Może się zdarzyć, że podczas wyprawy po zapasy natrafimy na innych ocaleńców. Czasem możemy z nimi pohandlować. Co jednak, jeśli podejmiemy zbyt pochopne wnioski i ich okradniemy? A co, jeśli postanowimy wyrządzić im krzywdę? Nasze postaci reagują na takie decyzje i może się zdarzyć, że je to dobije. Zatem poza dbaniem o zdrowie fizyczne, trzeba także dbać o zdrowie psychiczne. Jest to tytuł, który genialnie podchodzi do spraw cywilów w trakcie wojny. Budził niemałe dyskusje już podczas premiery, a przy obecnej sytuacji na Ukrainie pozwala nam zobaczyć, jak może wyglądać życie w realiach wojny. Tytuł jest na tyle ciekawy i życiowy, że pojawiały się nawet głosy, iż ma on zostać lekturą szkolną. Jakie jednak zmiany możemy zauważyć przy wersji na nową generację konsol?
Jeśli chodzi o grafikę, nie dostaliśmy zbyt wielu zmian. Tytuł wygląda niemalże dokładnie tak samo, jak na komputerach osobistych przy premierze. Co prawda jest progres, jeśli chodzi o przeskok z poprzedniej konsoli, choćby biorąc pod uwagę ilość klatek na sekundę. Niemniej jednak nie ma jakichś większych rewelacji czy rewolucji w tym temacie. Udźwiękowienie już wcześniej było naprawdę dobre. Nie było tam nic do dodania i nic do ujęcia. To właśnie twórcy zrobili. Zostawili to bez żadnych zmian.
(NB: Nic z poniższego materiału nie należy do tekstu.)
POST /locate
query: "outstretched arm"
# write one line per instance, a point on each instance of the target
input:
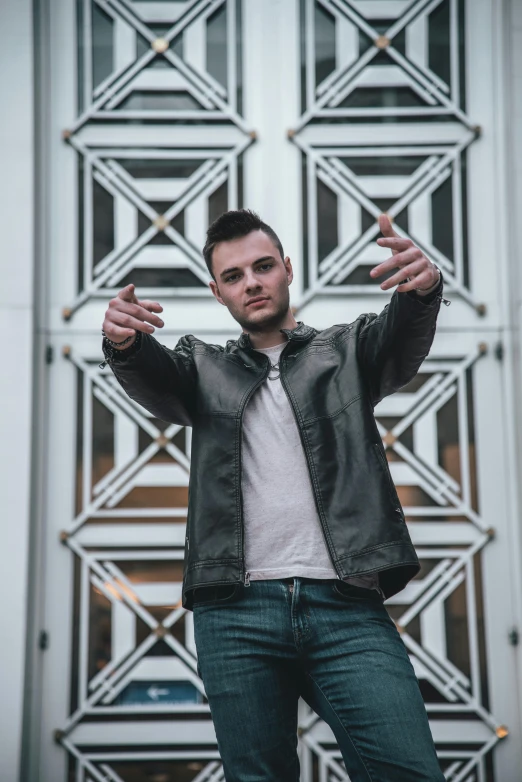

Jeśli chodzi o sterowanie, to gra już wcześniej była dostosowana pod kontrolery, więc tutaj też bez zmian. Jeśli ktoś nie ogrywał wcześniej tytułu na komputerze, a na konsoli, to zobaczy różnicę. W innym przypadku będzie to jeszcze raz ten sam tytuł, który już znamy. Ostatecznie, gdybyśmy mieli skupić się tylko na ocenie portu na konsolę, to jest on dobry. Nie uświadczymy spadku klatek, ale nie mamy też rewolucji dotyczących grafiki. A szkoda.